Instrument exhibition

Instrument exhibition at ISEAC 39

An instrument exhibition in which the companies Agilent Technologies, AHF Analysentechnik AG, Axel Semrau, Bruker Daltronik, Bruker Biospin, Büchi Switzerland, Campro Scientific GmbH, Illumina, LECO Europe, Macherey Nagel, RESTEK, SCIEX, Shimadzu and Thermo Fischer Scientific participated. The scientific program comprised invited oral lectures, lectured sponsored by instrument companies and contributed oral talks by scientists and 100 posters.

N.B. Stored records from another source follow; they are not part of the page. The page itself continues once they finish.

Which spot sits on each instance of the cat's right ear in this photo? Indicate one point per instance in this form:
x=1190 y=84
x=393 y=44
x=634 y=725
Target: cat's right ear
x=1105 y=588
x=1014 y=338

The conference was opened by welcome words of Dr. Kregel, Senate Director of the Department of Health and Consumer Protection of the City of Hamburg, Prof. Dr. José Broekaert, President of the International Association of Environmental Analytical Chemistry and co-Chairman of ISEAC 39 as well as Prof. Dr. Markus Fischer, Director of the Hamburg School of Food Science, University of Hamburg as the Chairman of the ISEAC 39. During the first two days topics of food analysis and themes related to environmental analysis were dealt with in two parallel sessions. The environmental session was started by the topic “Anthropogenic Chemicals”. Here Niessner (TU Munich, Germany) treated the topic of microarray technologies with antibodies, oligonucleotides and nanoparticles. Van Langenhove (VU Brussels, Belgium) reported on endocrine substances released by hospitals, Tobiszewski (TU Gdansk, Poland) reported on green analytical chemistry, Lan (UHelsinki, Finland) on microextraction techniques for amines, Belkin (Hebrew U Jerusalem, Israel) on bacteria determinations, Quintana (U Santiago de Compostella, Spain) on the determination of phthalate metabolites, Mülow-Stollin (Federal Institute for Materials Research and Testing, Berlin, Germany) on fungicide determinations and Oliveira (UPorto, Portugal) on the monitoring of methane emissions. In the food section, the topic “Contaminants and Residues” was introduced by Nugen (Cornell U, Ithaka, USA). Nugen reported on the use of phage-based nanoprobes, Goncalves (JRC, Geel, Belgium) on the monitoring of food contaminants by international networks, Zanella (U Santa Maria, Brazil) on pesticide residue analysis, Oellig (U Hohenheim, Germany) on the screening for alkaloids in rye flour, Kuhlmann (SGS Germany, Hamburg) on the determination of monochloropropanadiol and glycodiol in food matrices, Jedrkiewicz (TU Gdansk, Poland) on the determination of esters and lipids, Hernandez (ANSES, Maisons-Alfort, France) on the validation of Cr(VI) determinations in food and Paris (U Caen, France) on the determination of several hydrocarbons in fruits. Sponsor contributed talks were given by Shimadzu (topic: beer and contaminants) and SGS (topic: detection of pyrrolizidine and tropane alkaloids).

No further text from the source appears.